Monday, April 6, 2009

E.T. Lunchbox











This is a picture of the lunchbox I used to carry to school in the sixth grade, when I went to St. __'s School. My parents got it for me the summer before school started, just after I had seen the movie for the first time at the drive-in. This was 1982 and I was 11 years old. My sister, who was a grade behind me in school, got the Pac-Man lunchbox at the same time, which I pretended to envy, but I knew mine was better.

I loved E.T. and was so thrilled to have this lunchbox. Little did I know that since I was in sixth grade, it was now officially uncool to have a lunchbox at school. I was only one of three nerds who still carried one. All the cool kids were now brown bagging it. I had crossed the invisible line from childhood to preteen. In fact I did not even realize this until my mom came home from conferences midway through the year, with the news that another parent had told her "Lunchboxes are uncool now." That is how uncool I was, that I had to be told by my mother that lunchboxes were uncool. (Of course I was also one of only two sixth graders who was not yet wearing a training bra, a fact realized by the entire female half of the class during scoliosis check in the principal's office, and I also was forced to wear, for the better part of that year, glasses that were literally held together by black electrical tape, but we'll leave that for another time).

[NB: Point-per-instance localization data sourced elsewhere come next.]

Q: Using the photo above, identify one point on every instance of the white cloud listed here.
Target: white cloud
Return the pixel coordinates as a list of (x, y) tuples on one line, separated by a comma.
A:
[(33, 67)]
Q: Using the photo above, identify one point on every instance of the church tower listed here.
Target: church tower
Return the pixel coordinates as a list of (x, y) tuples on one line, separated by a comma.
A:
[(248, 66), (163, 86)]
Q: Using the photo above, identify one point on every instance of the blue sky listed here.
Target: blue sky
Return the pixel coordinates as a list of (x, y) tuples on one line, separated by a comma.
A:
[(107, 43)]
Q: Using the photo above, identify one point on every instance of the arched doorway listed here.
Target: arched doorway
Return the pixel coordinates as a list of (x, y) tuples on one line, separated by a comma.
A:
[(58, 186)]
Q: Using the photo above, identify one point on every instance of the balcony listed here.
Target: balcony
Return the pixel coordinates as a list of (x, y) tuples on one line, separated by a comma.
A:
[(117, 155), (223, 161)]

I was really embarrassed about the social gaffe I had committed, and the lunchbox took on a sort of taint after that. I no longer wanted to carry it. And yet, I felt a loyalty to E.T. and all the true passion I had felt for him, how I had cried when I thought he was dead on that riverbank. In my heart I knew that the lunchbox was cool, no matter what the other kids thought. And so, as I kept bringing it to school every day for the rest of that whole social nightmare of a year, the E.T. lunchbox came to symbolize my own brand of iconoclasm. Despite the fact that I now loathe Spielberg's sentimental Hollywood schmaltz, I still love the lunchbox and keep it safely in my brother's basement amongst all my treasures of childhood.